Subsequent CT scan demonstrated a large proximal gastric body perforation. Initial management included intravenous fluid resuscitation, broad-spectrum antibiotics, and mechanical ventilatory support. Laparotomy revealed three tears on the anterior stomach surface (the largest tear measuring 8 cm) and were all repaired. After her discharge, the patient was started on FOLFOX6 chemotherapy regimen. However, due to her poor prognosis and performance status she was enrolled in hospice and expired six months after her presentation.


Gastric outlet obstruction (GOO) is a misnomer expression as numerous cases include duodenal or extralunimal disease, rather than an isolated gastric disease. At current time, malignancy is responsible for 50-80% of the cases [1-3]. GOO occurs in 15-25% of patients with pancreatic cancer [4]. Other infrequent etiologies of malignant GOO include gastric lymphoma, gastric carcinoid [5], duodenal and ampullary neoplasms, and cholangiocarcinoma (local or advanced) [6].
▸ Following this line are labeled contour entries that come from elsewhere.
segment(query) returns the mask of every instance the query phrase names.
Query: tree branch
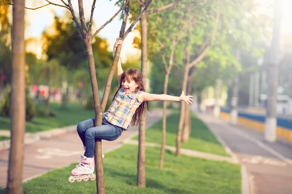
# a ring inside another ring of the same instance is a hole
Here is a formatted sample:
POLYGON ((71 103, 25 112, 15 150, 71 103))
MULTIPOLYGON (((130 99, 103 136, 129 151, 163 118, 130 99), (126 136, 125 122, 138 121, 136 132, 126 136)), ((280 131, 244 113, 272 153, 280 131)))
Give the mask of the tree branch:
POLYGON ((143 6, 143 5, 144 5, 143 4, 143 3, 142 3, 142 2, 141 2, 141 1, 140 0, 136 0, 136 1, 137 1, 137 2, 139 3, 139 4, 140 4, 140 5, 141 6, 143 6))
POLYGON ((153 14, 153 13, 155 13, 155 12, 160 12, 161 11, 164 10, 165 9, 168 9, 171 7, 172 7, 173 6, 174 6, 174 5, 175 5, 176 4, 179 3, 179 2, 181 1, 182 0, 177 0, 171 3, 169 3, 167 5, 164 5, 164 6, 161 7, 159 8, 156 8, 156 9, 153 9, 152 10, 148 10, 146 12, 146 13, 145 14, 148 15, 149 14, 153 14))
POLYGON ((67 7, 69 7, 69 5, 68 4, 66 4, 66 3, 65 2, 65 1, 64 1, 63 0, 61 0, 61 1, 62 2, 63 2, 63 3, 64 3, 64 4, 65 5, 66 5, 66 6, 67 6, 67 7))
POLYGON ((190 23, 189 22, 190 22, 192 19, 193 19, 193 18, 194 18, 194 16, 195 16, 195 14, 193 14, 193 15, 192 15, 191 16, 190 18, 187 21, 188 22, 187 22, 186 25, 185 25, 182 29, 182 30, 180 31, 181 32, 179 33, 180 35, 178 36, 178 37, 177 37, 176 40, 174 39, 174 42, 173 41, 173 45, 174 46, 176 45, 176 44, 178 44, 178 43, 179 42, 179 41, 180 41, 181 38, 182 38, 182 35, 184 34, 183 32, 184 32, 185 30, 187 29, 187 27, 188 27, 190 26, 192 26, 194 24, 196 23, 196 22, 197 21, 196 20, 194 21, 193 22, 190 22, 190 23))
POLYGON ((101 27, 100 28, 99 28, 99 29, 98 30, 97 30, 93 34, 93 35, 92 35, 91 38, 91 40, 92 40, 94 37, 96 35, 96 34, 97 34, 97 33, 101 30, 102 30, 102 29, 103 29, 107 25, 108 25, 108 24, 111 21, 111 20, 112 20, 114 18, 115 18, 116 17, 116 16, 117 16, 118 15, 118 14, 119 14, 120 13, 120 12, 121 12, 121 11, 122 10, 123 10, 124 9, 125 9, 125 8, 126 7, 126 5, 128 4, 128 2, 129 0, 127 0, 127 1, 126 2, 126 3, 125 4, 125 5, 124 6, 121 6, 121 8, 120 8, 120 9, 118 11, 118 12, 117 13, 116 13, 112 17, 111 17, 110 18, 110 19, 109 20, 108 20, 108 21, 107 21, 106 22, 106 23, 105 23, 104 24, 104 25, 103 25, 102 26, 101 26, 101 27))
POLYGON ((84 43, 85 43, 84 39, 84 38, 85 37, 85 34, 81 31, 80 26, 79 25, 79 24, 78 22, 78 20, 77 20, 77 17, 76 17, 76 16, 75 15, 74 9, 73 9, 72 3, 71 3, 71 0, 68 0, 68 6, 69 7, 69 10, 70 11, 70 12, 71 12, 71 14, 72 15, 72 16, 73 17, 73 21, 74 21, 74 22, 75 22, 75 24, 76 25, 76 27, 77 27, 77 30, 79 34, 79 35, 81 37, 81 39, 83 40, 84 43))
POLYGON ((208 45, 207 47, 206 47, 206 48, 205 48, 204 50, 199 56, 199 57, 198 57, 196 59, 195 59, 194 61, 193 61, 193 62, 192 62, 192 63, 189 65, 190 67, 191 67, 192 66, 195 65, 198 62, 201 61, 205 57, 205 55, 206 55, 207 52, 208 52, 208 51, 210 49, 210 47, 211 44, 211 42, 213 40, 213 39, 214 39, 214 37, 215 36, 215 34, 217 32, 217 29, 218 29, 218 23, 219 22, 219 16, 220 16, 220 7, 219 7, 218 8, 218 10, 217 10, 217 12, 216 13, 216 18, 215 19, 215 26, 214 28, 214 30, 213 31, 213 32, 211 34, 211 36, 210 43, 208 44, 208 45))
POLYGON ((79 10, 79 18, 81 24, 81 28, 83 33, 86 34, 88 31, 85 22, 85 18, 84 17, 84 10, 83 10, 83 0, 78 0, 78 5, 79 10))
MULTIPOLYGON (((36 10, 36 9, 39 9, 39 8, 41 8, 42 7, 45 7, 45 6, 46 6, 47 5, 50 5, 50 4, 52 4, 52 5, 56 5, 56 6, 60 6, 60 7, 65 7, 65 8, 66 8, 66 9, 69 9, 69 8, 68 8, 67 7, 64 6, 64 5, 59 5, 59 4, 58 4, 54 3, 52 3, 52 2, 50 2, 50 1, 49 1, 49 0, 46 0, 46 1, 47 1, 47 2, 48 2, 48 4, 46 4, 45 5, 42 5, 42 6, 39 6, 39 7, 36 7, 36 8, 30 8, 30 7, 24 7, 24 8, 25 8, 25 9, 30 9, 30 10, 36 10)), ((0 0, 0 2, 3 2, 3 3, 4 3, 8 4, 9 4, 9 5, 13 5, 13 3, 11 3, 11 2, 6 2, 6 1, 5 1, 5 0, 0 0)))
POLYGON ((157 42, 158 42, 158 44, 159 44, 159 45, 160 45, 160 46, 161 47, 162 47, 163 48, 164 48, 165 46, 165 45, 164 45, 162 42, 161 42, 161 41, 160 41, 160 40, 159 39, 159 38, 157 37, 157 36, 156 36, 155 35, 155 33, 154 33, 153 32, 150 32, 150 34, 151 35, 152 35, 152 36, 153 36, 154 38, 155 38, 155 39, 157 41, 157 42))
POLYGON ((135 26, 135 24, 136 24, 136 23, 138 22, 138 21, 142 16, 145 13, 145 12, 146 12, 146 10, 149 7, 149 6, 150 5, 150 4, 151 3, 151 2, 152 2, 152 0, 148 0, 148 2, 147 2, 147 4, 146 5, 146 6, 144 8, 144 9, 142 10, 142 12, 140 12, 140 13, 139 15, 139 16, 138 16, 136 18, 136 19, 135 19, 135 20, 134 20, 134 21, 133 22, 133 23, 132 23, 132 24, 131 24, 131 25, 130 26, 130 27, 128 28, 128 29, 127 31, 127 32, 125 33, 125 34, 124 34, 123 39, 125 39, 125 38, 126 38, 126 37, 128 35, 128 34, 131 31, 132 31, 132 29, 133 28, 133 27, 134 27, 134 26, 135 26))
POLYGON ((91 31, 92 26, 92 20, 93 18, 93 11, 94 11, 94 8, 95 8, 95 2, 96 0, 93 0, 93 2, 92 2, 92 5, 91 6, 91 12, 90 15, 90 20, 89 20, 89 27, 88 27, 88 32, 91 31))
POLYGON ((166 63, 166 61, 165 60, 165 52, 162 55, 162 61, 163 61, 163 63, 164 65, 164 67, 165 67, 165 71, 166 71, 166 73, 168 73, 168 67, 167 66, 167 63, 166 63))
MULTIPOLYGON (((129 1, 127 2, 127 4, 125 7, 125 12, 124 14, 124 17, 123 18, 123 23, 121 27, 121 30, 120 31, 120 37, 123 39, 124 33, 125 32, 125 29, 126 29, 126 25, 128 21, 128 18, 129 16, 129 6, 130 2, 129 1)), ((124 40, 124 39, 123 39, 124 40)), ((112 77, 113 74, 116 70, 118 62, 120 58, 120 55, 121 54, 121 50, 122 49, 122 45, 118 45, 114 55, 114 58, 113 59, 113 62, 110 67, 110 72, 109 72, 109 75, 108 76, 108 79, 106 82, 106 87, 105 87, 105 90, 104 92, 104 95, 101 101, 101 107, 103 109, 105 109, 107 105, 107 102, 108 98, 109 98, 109 95, 110 94, 110 85, 111 84, 111 81, 112 81, 112 77)))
Gastrojejunostomy has been the traditional treatment of choice to palliate malignant gastric and duodenal obstruction but with high morbidity and mortality rates [7]. Malignant GOO is the principal indication for gastroduodenal stenting to restore the luminal patency. In a systematic review and meta-analysis of randomized and nonrandomized trials, duodenal endoscopic stenting seemed to be safe and showed better short-term outcomes as compared to operative surgical gastrojejunostomy and therefore should be the preferred method in patients with short-life expectancy [8]. However, gastrojejunostomy have better long-term outcomes (fewer late complications and long patency) and should perhaps be preferred in patients with long prognosis [9].